During 2016-2019, the average age of individuals was 1.3 (±1.7) years, during 2021, it was 2.3 (±3.5) years. The distribution by sex was similar, predominantly male. August and February were the months with the highest record of symptoms for 2016-2019 and 2021, respectively, the most frequent being cough, fever, shortness of breath, and diarrhea. By 2021 there was a higher use of antibiotics and antivirals reported than in 2016-2019. Most patients tested negative for viral detection.

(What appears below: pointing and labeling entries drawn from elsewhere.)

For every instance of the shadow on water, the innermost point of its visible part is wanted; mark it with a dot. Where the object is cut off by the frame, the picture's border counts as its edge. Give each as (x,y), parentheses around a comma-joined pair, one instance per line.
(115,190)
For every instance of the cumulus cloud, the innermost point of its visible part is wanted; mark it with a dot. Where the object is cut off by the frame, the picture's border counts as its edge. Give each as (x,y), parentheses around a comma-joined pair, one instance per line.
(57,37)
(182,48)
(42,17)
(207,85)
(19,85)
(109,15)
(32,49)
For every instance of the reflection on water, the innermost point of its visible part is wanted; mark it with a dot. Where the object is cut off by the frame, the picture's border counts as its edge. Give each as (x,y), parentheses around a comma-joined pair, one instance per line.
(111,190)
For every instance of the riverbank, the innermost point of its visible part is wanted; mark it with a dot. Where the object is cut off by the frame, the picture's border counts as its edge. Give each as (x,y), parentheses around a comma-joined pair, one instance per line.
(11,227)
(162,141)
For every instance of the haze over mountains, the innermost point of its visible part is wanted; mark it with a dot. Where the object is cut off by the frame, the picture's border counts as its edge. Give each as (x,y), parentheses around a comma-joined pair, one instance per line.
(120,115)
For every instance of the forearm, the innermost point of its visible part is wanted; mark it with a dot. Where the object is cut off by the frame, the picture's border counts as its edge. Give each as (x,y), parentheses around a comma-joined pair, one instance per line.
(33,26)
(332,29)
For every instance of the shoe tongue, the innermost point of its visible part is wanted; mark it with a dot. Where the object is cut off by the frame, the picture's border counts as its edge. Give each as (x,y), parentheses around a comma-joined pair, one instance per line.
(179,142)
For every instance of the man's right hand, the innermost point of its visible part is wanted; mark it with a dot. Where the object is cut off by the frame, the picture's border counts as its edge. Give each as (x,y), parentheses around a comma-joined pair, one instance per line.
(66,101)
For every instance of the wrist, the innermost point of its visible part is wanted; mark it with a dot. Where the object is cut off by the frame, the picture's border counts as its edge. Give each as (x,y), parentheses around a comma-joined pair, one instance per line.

When comparing the percentage of viruses detected by age group and years of detection, positivity was lower in 2021 by every age group, and respiratory Syncytial Virus (RSV) was the most frequently detected.

Conclusions

There was less virus positivity in viral detection tests in the pediatric population in 2021. RSV persists as the main etiology affecting this population, especially infants. The use of antibiotic therapy in viral infections continues to be a problematic practice in their management. Sentinel surveillance can be strengthened throughout the country.